I have alot to learn.
 
being in florida, you'll have to use a lot of chlorine since the sun shines there a lot and if you're using granular (powder) then you are adding a large amount of cyanuric acid every time you add a scoop of the chlorine. Use chlorine tablets in conjunction with liquid chlorine and you will not only be able to control your cyanuric acid but you'll most likely cut down on your cost of sanitizer as well. Keeping you cyanuric acid in range will allow your chlorine to hold in the water and kill off your algae come swimming season.
 
Hi Juan - welcome to TFP! You've done great so far, I just wanted to give you some encouragement and tell you that you are headed down the road to a Trouble-Free pool!

Just a side note - ignore phosphates. They are algae food, but once you are able to achieve the proper FC/CYA ratio - they become irrelevant, so you won't need to worry about adding phosphate remover.

Now that your CYA is down to 100, you could go about 1/3 more and get it to say 70-80 and it will slowly drop from there. My first season with BBB I was able to get my CYA down to 70 after 3 partial drains/refills. I was able to manage fine with 70 for that summer, and with you being in Florida and the hot sun and all you should be great at that level for a while. Once you get rain in the fall you'll probably end up draining a little out so I see this level dropping further over time. You'll probably end up adding some next year or the year after, LOL

Good job :)
 
Thanks everyone.
Checked this morning after circulating all night. I am at a solid 90.
Im drainning off another 1/3 then I should be good to start adjusting. Hopefully 60 to 70? Still high but not like it was for sure.
Now Im going to be in the balance phase soon.

How long after this latest fill do you think I should wait before trying to adjust the ph and ta?
I know ph will be high because our tap water is high. at 8.0. TA is also a bit high at 120 last check before this drain/fill. Will probably be higher when done.
So with a

PH of 7.8 to 8
TA of 120 to 140

Should I just try and adjust the ph first and the TA will follow?

Jasons Pool Calculator is great but Do I need to make adjustments for the cya level at this time?

Also the calculator seems to take into consideration Borate levels. I do not have a test method for this (borate).
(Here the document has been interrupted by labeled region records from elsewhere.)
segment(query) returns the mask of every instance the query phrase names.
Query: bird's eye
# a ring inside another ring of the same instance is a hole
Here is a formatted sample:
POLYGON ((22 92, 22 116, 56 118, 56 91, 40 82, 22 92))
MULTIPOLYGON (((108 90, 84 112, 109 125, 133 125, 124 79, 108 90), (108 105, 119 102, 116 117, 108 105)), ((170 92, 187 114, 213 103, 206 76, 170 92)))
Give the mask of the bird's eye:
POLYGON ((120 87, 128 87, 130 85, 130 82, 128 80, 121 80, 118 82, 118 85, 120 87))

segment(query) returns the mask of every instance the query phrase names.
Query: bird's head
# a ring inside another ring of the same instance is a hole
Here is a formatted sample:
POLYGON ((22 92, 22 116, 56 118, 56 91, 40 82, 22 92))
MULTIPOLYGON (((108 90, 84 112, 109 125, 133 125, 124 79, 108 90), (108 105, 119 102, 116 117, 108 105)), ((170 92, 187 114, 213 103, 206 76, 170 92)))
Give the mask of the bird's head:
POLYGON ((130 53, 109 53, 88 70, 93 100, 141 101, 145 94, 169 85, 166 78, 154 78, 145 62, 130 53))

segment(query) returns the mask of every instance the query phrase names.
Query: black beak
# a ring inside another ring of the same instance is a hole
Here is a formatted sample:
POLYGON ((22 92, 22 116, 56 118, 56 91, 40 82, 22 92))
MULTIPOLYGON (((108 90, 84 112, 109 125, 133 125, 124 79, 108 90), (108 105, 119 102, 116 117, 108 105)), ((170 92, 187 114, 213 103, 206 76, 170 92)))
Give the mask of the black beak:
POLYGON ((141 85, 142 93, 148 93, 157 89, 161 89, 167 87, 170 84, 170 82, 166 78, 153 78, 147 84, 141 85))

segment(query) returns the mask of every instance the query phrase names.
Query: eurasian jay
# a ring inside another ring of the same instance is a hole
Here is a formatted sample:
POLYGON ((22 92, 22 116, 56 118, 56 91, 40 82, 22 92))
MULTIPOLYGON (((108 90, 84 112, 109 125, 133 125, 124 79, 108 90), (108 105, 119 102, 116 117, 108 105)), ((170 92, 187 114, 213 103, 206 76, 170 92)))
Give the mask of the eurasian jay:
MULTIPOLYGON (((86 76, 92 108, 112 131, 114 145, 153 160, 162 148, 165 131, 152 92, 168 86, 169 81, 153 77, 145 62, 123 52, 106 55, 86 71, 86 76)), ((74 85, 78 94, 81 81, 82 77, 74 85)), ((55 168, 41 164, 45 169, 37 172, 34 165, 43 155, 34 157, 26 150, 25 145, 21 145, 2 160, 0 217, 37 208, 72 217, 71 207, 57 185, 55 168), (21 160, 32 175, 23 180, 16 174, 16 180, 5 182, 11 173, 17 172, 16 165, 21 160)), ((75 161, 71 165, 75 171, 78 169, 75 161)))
How will this affect the amounts needed?

Once PH is adjusted and I know my correct TC and FC levels Should I then try for pool shock with chlorine? Im trying to figure my suggested FC level for a shock in a 15,500 gallon pool.

I started with a Calcium level at 300 yesterday. Tap water CH is 80 here.
If I am low should I bring up the calcium first to 200 before shocking or does it matter. I hate to add Calcium as I already know it usually runs on the high side but I have a concrete pool.

Thanks everyone. I know there is alot of questions here. Im still a novice but I am reading.
This last drain/fill should be done in 5 hours or so and I am really looking forward to starting on something else :)
 
If you have not added boxfuls of borax, you don't have any borates, so don't worry about that.

When the fill is done, let it circulate for a half hour or so and then you can run a full set of tests. Fix pH first, then add some chlorine, no real need to shock unless you see green or have CC over 0.5. Then if you want to work off some excess TA, you can start that process. (Don't try to shock and fix pH or reduce TA at the same time, because high FC can interfere with the pH test.)

Leave CH for last, it's the least important. It has no effect on shocking or pH or anything else, but you would regret cranking it up too high after all that nice draining.